Roman Stanegate Fort

Washing Wells, Whickham, Tyne & Wear

NGRef: NZ219602
OSMap: LR88
Type: Roman Fort
Roads
Stanegate: WNW (15) to CORSTOPITVM (Corbridge, Northumberland)
Possible Military Road: SW (8) to VINDOMORA (Ebchester, Durham)

This trapezoid fort measuring about 490 by 410 feet (c.150 x 125 m) and covering an area of about 4½ acres (c.1.8 ha) was discovered from the air in 1970, lying in farmland on Dunston Hill overlooking the River Tyne, 3 miles south-west of Newcastle and about ½ mile (c.1km) south-east of Whickham.

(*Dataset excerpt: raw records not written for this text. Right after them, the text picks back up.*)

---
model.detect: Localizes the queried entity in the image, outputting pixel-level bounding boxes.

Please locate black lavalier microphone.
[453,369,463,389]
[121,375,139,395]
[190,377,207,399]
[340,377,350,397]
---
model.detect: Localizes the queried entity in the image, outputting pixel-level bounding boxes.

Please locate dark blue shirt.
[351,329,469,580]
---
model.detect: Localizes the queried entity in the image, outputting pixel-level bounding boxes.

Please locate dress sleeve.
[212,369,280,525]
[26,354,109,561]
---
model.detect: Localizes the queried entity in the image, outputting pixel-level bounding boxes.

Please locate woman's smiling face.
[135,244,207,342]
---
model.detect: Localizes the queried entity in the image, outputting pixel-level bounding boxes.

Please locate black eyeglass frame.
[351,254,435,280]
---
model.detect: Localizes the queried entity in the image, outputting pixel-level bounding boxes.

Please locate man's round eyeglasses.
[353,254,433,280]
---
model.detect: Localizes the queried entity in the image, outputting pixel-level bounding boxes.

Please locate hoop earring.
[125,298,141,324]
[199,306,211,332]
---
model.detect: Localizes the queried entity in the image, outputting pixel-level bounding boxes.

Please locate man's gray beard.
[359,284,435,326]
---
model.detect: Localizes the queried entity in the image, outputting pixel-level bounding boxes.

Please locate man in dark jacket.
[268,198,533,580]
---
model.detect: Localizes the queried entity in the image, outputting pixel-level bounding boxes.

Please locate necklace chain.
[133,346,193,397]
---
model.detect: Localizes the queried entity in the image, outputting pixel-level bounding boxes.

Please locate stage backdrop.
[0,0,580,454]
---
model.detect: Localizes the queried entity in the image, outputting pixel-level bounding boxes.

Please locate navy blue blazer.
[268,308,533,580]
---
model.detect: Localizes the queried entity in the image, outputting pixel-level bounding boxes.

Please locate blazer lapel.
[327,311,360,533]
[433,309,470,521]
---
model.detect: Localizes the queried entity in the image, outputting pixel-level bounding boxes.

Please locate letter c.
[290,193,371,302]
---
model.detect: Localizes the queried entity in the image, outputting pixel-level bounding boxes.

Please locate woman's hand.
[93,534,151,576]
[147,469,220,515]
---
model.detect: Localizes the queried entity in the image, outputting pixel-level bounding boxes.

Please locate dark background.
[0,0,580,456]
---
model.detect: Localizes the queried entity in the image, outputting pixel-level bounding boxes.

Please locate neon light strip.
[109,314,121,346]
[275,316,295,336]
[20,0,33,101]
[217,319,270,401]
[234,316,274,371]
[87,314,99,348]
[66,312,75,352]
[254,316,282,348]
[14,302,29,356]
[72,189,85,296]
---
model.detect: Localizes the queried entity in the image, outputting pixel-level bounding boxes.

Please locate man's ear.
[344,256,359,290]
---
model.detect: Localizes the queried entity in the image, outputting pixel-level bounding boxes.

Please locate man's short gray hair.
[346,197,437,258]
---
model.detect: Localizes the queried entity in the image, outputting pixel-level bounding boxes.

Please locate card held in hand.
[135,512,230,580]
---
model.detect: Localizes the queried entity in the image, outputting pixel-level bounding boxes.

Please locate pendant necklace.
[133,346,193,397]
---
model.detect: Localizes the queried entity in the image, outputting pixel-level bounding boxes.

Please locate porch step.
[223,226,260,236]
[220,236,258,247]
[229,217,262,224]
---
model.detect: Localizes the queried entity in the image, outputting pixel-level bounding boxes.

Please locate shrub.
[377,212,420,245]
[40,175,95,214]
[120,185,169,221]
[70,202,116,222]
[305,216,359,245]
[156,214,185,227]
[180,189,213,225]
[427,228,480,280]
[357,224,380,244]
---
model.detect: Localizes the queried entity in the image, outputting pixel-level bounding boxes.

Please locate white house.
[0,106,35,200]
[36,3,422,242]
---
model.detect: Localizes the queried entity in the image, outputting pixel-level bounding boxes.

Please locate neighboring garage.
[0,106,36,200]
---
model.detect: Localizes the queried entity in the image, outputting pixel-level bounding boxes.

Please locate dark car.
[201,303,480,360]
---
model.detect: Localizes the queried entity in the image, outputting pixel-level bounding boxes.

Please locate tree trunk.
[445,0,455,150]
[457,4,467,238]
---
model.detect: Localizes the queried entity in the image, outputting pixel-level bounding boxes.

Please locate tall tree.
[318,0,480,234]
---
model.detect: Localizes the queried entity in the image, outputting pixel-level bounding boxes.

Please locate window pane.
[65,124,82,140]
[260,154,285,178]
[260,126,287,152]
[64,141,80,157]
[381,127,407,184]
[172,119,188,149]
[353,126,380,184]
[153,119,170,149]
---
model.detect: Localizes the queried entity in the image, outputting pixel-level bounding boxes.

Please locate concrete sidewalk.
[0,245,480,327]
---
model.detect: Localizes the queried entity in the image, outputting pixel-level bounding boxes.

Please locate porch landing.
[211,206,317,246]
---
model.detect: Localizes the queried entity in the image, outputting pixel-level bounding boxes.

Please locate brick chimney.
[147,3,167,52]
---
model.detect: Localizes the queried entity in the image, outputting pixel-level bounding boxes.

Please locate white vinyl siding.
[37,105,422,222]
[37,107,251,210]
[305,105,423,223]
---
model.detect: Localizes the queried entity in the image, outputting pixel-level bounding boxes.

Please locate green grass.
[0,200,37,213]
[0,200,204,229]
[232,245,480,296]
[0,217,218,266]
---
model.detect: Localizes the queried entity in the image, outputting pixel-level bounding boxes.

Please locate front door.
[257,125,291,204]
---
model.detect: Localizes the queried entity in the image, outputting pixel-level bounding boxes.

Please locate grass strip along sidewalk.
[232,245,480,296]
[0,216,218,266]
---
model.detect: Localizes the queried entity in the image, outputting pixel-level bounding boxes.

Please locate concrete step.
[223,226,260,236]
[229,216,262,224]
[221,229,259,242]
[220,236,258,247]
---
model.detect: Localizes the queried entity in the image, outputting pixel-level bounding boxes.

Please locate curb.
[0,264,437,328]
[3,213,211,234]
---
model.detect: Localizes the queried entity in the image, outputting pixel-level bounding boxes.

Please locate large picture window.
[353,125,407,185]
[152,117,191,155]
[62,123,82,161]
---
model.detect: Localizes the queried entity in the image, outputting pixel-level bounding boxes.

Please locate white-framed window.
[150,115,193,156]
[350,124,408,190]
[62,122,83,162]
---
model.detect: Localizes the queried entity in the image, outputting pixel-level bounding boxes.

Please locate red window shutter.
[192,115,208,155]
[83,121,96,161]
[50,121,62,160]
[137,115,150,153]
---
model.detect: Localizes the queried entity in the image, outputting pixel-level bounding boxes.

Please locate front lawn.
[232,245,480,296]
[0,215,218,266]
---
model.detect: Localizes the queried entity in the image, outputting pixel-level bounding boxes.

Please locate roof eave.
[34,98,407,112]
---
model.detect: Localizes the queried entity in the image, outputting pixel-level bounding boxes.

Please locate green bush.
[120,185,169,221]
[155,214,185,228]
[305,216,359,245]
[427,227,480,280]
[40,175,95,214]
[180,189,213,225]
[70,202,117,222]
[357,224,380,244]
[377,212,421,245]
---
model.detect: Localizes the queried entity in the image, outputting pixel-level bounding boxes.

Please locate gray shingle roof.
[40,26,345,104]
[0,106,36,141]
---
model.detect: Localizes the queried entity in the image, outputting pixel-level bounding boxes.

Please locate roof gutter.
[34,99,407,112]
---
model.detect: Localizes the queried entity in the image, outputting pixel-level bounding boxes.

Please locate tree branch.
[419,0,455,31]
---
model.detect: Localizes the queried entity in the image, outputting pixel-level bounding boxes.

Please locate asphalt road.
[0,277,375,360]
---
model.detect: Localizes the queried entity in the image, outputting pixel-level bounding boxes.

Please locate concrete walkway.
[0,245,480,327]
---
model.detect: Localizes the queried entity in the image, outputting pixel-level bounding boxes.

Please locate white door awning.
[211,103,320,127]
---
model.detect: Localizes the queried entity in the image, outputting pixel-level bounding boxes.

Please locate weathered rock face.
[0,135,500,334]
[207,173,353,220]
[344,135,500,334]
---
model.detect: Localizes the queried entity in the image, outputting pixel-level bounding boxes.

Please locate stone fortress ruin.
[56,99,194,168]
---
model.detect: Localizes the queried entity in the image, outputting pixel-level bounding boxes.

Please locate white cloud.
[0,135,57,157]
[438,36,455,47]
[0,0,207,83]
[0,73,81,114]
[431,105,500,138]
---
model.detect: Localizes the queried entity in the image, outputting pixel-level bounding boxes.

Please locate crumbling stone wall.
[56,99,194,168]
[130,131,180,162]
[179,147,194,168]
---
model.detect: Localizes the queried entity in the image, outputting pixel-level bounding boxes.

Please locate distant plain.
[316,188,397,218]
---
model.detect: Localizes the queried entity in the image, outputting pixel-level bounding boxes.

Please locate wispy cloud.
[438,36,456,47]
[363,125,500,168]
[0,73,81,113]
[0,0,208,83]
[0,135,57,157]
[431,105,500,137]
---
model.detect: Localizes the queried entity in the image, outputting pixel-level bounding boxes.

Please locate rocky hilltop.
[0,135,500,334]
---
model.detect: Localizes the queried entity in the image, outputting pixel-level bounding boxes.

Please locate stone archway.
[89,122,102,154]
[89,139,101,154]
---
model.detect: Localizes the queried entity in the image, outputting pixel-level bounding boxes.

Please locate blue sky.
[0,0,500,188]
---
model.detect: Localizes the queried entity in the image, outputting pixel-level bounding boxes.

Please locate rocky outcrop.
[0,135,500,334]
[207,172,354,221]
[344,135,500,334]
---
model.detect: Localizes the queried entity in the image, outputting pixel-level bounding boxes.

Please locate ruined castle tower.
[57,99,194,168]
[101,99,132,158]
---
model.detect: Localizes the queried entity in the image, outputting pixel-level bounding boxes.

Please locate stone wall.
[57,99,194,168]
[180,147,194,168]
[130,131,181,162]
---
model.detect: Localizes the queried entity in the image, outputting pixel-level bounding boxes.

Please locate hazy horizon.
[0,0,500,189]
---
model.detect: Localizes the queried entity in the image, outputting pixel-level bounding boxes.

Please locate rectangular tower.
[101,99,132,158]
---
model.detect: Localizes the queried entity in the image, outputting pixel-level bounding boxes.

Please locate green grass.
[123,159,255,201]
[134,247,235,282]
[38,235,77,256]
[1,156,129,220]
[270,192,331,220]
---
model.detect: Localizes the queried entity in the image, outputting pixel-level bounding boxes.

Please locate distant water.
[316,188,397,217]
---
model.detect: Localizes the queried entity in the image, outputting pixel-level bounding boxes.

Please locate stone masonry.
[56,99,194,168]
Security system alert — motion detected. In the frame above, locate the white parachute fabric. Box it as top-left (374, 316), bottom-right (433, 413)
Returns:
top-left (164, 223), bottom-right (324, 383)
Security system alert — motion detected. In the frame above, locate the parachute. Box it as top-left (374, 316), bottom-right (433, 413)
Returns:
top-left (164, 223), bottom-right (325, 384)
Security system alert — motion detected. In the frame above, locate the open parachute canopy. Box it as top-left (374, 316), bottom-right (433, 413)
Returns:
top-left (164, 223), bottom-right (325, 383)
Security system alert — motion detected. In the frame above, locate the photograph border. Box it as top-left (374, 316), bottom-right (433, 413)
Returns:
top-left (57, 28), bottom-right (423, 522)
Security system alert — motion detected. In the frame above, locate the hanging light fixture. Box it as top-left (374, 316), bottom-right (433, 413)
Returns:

At least two, possibly three, occupation periods are visible on A.P.'s, but as yet (source 1987) the fort remains unexcavated. The Period I fort is thought to predate Hadrian's Wall, possibly being founded during the Trajanic withdrawal from Scotland, while the later (smaller?) Period II enclosure may be indicative of an early-Hadrianic alteration to the fort's garrison. The Washing Wells fort was very likely abandoned when the Wall fort at Segedunum (Wallsend) was built c.AD125?, indeed, it is possible - though not proven - that the same garrison unit was simply relocated between the former and the latter camps on either side of the Tyne.

See: Britannia ii (1971) p.250 & plate.XXXIVb
Air Reconnaissance in Britain, 1969-72 by J.K. St. Joseph in J.R.S. lxiii (1973) p.215;
Air Reconnaissance in Roman Britain 1977-1984 by G.S. Maxwell & D.R. Wilson in Britannia xviii (1987) p.15.